I noticed there wasn't any map
methods that generated Dict
s. Which function/name - comments please:
map{K,V}(f::Callable, d::Associative{K,V}) = [ f(k,v) for (k,v)=d ]
map{K,V}(f::Callable, d::Associative{K,V}) = [ (k, f(k,v)) for (k,v)=d ] # or this?
map{K,V}(f::Callable, d::Associative{K,V}) = [ (k, f(v)) for (k,v)=d ] # ..or this?
To distinguish the above from the current map
(which you still may want to use), they will need new names - suggestions?
I noticed that map
for Array
s handles multiple arrays - presumably this is more of a join-by-key semantic for Dicts and therefore not needed in map
for Dict
s?
Currently, map for dictionary arguments falls back to the general iterable case.
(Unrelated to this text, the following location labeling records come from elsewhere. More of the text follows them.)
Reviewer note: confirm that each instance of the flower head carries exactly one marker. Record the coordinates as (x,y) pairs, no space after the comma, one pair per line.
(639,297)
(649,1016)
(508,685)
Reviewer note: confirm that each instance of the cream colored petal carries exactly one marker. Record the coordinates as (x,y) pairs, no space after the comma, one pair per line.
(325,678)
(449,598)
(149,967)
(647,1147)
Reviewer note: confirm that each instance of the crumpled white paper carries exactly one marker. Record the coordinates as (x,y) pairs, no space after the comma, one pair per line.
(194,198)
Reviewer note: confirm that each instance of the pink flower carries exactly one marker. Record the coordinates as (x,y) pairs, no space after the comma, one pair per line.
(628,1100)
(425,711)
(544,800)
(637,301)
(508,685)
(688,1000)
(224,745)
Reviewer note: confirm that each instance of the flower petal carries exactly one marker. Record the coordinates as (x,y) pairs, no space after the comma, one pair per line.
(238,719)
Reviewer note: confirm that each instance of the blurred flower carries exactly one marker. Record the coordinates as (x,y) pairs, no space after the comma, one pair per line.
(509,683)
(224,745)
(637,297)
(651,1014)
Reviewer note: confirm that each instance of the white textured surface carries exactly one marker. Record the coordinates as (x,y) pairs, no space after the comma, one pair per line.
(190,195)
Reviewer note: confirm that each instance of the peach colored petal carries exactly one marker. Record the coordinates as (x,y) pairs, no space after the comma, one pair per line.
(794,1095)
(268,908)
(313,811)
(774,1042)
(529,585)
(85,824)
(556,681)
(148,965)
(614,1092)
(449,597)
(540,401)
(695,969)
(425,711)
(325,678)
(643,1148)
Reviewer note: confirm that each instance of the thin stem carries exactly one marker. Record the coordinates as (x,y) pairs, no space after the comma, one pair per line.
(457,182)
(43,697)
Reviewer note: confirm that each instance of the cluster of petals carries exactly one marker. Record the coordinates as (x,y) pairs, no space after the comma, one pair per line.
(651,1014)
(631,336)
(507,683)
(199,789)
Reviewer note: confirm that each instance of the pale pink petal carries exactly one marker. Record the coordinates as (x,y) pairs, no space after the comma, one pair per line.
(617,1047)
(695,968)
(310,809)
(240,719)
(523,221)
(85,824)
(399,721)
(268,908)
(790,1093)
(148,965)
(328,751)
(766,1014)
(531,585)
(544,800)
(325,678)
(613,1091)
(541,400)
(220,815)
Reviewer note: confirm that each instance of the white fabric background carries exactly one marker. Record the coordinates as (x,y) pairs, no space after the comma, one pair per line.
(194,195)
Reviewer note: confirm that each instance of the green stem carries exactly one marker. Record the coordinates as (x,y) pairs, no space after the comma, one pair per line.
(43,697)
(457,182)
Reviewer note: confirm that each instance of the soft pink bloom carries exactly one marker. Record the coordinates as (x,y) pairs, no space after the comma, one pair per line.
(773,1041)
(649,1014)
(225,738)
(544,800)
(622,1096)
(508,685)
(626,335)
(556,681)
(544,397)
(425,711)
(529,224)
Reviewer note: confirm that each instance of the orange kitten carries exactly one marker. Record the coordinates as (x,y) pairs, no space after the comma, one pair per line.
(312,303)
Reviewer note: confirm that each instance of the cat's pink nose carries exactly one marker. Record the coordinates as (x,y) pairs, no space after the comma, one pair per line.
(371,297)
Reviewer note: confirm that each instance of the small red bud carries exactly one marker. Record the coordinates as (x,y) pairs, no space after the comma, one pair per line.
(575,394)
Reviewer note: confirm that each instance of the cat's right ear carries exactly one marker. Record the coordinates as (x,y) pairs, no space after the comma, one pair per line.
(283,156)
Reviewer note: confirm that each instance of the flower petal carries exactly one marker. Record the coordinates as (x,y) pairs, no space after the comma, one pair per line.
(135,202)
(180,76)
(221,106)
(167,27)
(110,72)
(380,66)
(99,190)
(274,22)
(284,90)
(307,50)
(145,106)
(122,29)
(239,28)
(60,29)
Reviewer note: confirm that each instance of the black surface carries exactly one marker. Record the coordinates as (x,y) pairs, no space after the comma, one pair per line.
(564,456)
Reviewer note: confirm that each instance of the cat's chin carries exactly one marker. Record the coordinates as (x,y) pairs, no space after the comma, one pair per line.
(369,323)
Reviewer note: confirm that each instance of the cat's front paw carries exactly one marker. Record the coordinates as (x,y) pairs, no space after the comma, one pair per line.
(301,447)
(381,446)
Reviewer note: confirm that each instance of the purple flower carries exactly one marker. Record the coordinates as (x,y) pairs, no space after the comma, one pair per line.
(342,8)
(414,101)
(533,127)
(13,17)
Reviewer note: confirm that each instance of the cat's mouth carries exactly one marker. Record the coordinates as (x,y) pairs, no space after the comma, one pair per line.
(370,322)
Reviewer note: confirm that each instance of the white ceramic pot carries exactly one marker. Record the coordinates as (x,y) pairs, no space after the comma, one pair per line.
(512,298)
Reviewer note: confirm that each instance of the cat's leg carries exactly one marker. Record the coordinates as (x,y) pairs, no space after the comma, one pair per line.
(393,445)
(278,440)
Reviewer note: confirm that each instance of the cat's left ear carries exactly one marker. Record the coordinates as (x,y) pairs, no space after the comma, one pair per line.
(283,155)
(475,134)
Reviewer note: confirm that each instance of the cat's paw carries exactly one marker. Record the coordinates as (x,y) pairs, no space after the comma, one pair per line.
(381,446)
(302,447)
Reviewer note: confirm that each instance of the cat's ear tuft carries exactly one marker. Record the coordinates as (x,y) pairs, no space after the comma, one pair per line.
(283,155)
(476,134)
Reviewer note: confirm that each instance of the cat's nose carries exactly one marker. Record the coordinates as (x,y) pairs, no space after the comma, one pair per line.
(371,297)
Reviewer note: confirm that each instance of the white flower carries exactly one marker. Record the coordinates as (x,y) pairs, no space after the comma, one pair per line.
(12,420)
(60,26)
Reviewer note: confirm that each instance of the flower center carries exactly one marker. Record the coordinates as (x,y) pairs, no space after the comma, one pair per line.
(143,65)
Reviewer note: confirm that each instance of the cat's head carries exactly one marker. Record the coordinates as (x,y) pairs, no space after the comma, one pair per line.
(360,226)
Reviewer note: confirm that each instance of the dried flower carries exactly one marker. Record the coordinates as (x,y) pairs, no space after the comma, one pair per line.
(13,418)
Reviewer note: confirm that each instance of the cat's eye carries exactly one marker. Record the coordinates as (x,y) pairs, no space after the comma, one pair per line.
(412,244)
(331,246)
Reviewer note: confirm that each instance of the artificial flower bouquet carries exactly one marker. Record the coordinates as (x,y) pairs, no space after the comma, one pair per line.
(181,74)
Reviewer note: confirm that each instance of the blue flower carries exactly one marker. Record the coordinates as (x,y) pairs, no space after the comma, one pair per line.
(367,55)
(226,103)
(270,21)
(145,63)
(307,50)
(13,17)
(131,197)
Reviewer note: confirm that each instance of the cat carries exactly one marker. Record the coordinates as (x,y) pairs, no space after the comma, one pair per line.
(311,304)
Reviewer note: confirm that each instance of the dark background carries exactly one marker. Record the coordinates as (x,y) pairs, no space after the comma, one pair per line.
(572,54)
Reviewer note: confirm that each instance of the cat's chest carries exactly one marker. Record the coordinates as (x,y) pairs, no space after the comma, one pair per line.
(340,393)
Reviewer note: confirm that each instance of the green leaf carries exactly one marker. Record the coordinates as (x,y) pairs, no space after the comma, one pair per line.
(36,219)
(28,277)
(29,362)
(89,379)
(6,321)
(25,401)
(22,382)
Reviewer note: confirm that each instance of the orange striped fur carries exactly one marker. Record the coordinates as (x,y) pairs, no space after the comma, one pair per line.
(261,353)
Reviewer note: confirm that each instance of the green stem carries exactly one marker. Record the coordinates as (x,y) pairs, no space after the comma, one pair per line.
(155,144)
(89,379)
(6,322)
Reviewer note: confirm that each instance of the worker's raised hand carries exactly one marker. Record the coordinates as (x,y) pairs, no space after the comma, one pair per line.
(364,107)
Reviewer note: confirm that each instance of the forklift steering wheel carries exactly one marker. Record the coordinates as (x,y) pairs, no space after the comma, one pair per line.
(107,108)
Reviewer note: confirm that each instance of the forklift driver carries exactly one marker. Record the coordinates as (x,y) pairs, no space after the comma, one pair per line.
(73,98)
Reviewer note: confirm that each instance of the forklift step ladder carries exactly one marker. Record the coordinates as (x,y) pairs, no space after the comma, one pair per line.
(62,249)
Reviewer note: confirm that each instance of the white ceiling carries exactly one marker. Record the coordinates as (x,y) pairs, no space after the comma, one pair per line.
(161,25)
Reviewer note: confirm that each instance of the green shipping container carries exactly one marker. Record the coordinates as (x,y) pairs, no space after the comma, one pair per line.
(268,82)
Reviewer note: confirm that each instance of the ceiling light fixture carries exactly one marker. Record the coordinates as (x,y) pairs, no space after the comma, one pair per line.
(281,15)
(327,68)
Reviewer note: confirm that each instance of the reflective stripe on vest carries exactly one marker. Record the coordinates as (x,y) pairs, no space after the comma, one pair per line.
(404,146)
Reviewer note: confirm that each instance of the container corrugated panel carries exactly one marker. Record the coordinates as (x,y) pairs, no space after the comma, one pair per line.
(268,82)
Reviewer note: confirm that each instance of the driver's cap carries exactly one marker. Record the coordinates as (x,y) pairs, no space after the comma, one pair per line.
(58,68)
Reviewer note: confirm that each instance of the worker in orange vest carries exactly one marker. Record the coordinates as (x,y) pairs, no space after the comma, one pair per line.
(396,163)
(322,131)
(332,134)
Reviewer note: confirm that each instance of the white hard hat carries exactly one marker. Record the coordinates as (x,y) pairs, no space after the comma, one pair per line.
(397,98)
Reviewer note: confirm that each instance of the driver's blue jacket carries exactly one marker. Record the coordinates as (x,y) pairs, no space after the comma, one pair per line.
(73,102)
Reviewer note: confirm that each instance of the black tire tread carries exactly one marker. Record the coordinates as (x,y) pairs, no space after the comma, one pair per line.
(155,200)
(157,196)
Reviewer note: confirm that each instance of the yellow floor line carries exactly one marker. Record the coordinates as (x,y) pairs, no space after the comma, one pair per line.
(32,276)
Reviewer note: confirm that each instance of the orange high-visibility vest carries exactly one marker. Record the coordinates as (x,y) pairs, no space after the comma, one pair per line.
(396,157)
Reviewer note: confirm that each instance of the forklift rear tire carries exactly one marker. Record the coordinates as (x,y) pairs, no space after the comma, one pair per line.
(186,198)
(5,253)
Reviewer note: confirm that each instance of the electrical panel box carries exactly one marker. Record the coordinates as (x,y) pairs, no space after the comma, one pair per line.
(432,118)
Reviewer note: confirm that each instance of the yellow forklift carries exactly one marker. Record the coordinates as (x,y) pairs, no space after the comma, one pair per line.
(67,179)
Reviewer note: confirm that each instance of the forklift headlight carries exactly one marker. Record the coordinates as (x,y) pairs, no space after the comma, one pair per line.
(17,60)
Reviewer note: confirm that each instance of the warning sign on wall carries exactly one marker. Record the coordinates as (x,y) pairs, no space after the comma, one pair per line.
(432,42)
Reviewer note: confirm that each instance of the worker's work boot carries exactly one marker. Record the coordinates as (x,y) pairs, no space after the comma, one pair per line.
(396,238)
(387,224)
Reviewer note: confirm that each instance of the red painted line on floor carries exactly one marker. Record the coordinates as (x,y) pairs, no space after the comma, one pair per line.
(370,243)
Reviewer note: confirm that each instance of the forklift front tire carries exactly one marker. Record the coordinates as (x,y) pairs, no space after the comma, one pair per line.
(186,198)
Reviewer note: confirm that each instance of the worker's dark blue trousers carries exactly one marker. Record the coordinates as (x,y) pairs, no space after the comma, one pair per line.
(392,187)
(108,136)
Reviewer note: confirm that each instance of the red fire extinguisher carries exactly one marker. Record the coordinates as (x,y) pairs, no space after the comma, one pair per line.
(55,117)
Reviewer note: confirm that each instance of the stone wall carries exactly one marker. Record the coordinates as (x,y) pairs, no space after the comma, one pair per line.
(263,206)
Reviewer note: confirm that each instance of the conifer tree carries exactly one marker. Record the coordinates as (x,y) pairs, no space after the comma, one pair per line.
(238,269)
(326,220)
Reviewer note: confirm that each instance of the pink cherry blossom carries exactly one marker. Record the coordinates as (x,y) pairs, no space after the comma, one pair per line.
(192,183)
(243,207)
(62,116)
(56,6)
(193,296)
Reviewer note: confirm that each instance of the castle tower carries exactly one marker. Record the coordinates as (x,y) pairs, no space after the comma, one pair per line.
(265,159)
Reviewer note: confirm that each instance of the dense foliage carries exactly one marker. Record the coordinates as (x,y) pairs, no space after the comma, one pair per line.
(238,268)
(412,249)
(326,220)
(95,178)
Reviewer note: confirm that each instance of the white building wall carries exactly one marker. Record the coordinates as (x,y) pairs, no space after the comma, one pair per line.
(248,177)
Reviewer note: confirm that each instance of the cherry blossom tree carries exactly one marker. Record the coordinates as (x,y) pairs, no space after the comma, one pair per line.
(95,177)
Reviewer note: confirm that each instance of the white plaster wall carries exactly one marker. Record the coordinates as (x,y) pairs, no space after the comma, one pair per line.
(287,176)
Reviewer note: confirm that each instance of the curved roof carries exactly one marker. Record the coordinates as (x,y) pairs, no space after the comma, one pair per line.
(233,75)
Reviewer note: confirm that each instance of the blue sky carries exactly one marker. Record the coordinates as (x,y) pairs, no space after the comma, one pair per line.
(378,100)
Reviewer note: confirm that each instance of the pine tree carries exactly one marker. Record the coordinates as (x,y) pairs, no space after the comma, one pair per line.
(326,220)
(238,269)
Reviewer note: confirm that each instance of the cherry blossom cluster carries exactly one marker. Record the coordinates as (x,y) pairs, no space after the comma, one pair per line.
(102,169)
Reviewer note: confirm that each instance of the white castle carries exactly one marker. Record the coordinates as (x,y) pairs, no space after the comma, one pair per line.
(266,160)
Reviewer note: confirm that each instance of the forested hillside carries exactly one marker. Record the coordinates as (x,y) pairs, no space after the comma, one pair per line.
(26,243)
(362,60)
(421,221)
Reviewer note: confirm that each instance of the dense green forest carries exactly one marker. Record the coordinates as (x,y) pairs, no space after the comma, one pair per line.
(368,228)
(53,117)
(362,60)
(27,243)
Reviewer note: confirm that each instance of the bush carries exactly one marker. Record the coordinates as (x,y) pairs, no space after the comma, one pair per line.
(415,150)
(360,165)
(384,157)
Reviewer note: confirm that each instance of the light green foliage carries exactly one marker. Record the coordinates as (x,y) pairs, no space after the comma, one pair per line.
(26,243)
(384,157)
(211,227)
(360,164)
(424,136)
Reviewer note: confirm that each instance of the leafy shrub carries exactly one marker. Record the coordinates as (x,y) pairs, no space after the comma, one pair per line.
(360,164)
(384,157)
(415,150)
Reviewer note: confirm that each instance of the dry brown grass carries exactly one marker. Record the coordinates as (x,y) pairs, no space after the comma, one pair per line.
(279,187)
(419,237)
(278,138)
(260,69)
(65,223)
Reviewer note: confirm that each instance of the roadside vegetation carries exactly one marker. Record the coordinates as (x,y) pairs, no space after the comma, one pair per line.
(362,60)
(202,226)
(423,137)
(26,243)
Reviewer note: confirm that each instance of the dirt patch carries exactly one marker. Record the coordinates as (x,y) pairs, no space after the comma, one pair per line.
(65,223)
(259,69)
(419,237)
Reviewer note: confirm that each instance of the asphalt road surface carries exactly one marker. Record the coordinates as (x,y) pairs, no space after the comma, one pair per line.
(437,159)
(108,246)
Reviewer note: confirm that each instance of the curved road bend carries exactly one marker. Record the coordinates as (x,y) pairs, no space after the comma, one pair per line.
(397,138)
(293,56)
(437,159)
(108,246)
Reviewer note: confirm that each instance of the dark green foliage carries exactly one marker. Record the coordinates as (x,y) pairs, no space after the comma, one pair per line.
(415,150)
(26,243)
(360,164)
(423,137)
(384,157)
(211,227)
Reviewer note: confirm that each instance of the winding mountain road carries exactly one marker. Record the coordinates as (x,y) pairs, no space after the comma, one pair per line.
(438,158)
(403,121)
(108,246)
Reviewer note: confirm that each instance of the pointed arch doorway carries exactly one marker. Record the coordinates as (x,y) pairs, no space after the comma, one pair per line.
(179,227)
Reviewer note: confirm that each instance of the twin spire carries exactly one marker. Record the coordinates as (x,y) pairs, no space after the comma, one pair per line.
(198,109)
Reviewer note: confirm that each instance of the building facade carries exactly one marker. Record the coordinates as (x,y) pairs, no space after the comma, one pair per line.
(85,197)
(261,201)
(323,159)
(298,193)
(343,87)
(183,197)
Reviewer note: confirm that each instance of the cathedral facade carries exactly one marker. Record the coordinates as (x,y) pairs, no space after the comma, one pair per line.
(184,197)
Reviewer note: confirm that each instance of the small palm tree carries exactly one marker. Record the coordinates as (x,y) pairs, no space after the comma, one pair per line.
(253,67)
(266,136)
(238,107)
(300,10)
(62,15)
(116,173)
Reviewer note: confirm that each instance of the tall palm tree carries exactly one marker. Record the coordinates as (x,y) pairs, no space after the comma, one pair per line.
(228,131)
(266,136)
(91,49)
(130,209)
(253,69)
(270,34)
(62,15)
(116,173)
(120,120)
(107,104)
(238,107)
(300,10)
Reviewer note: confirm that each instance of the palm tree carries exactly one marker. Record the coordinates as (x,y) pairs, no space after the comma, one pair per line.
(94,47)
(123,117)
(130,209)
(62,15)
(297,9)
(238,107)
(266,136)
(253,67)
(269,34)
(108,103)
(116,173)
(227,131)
I'm not sure I see a difference between the status quo and what you are looking for. Does this not work the way you'd like it to?
julia> f(x) = x;
julia> @which map(f,[1=>"1",2=>"2"])
map(f::Union(Function,DataType),iters...) at abstractarray.jl:1265
julia> map(f,[1=>"1",2=>"2"])
2-element Array{Any,1}:
(2,"2")
(1,"1")
This is very nearly your first suggestion, effectively like … = [ f(x) for x in d ]
It would be more convenient if the key and value were provided as separate arguments instead of as a pair. Of course, then mapping with the identity function doesn't produce an equal Dict, but I think that may well be ok. Another issue is what to do about key collisions.
Yeah, I see. And this was a little surprising to me:
julia> f(x1,x2) = (x1,x2);
julia> map(f,1:3,1:2)
ERROR: dimensions must match # as expected
julia> map(f,Dict(1:3,map(string,1:3)),Dict(11:12,map(string,11:12)))
2-element Array{Any,1}:
((2,"2"),(11,"11"))
((3,"3"),(12,"12"))
Perhaps the iters… map method should check to see if they're all done at the end?
Oh! I see this came from the mailing list: https://groups.google.com/forum/?fromgroups=#!topic/julia-users/naGp9DUdSq8
How should we distinguish between a map-I-want-a-Dict-returned
and map-just-a-tuple-array-is-fine
?
Should map
stay returning an Array
, and amap
return an Association
? It seems in some cases you want either.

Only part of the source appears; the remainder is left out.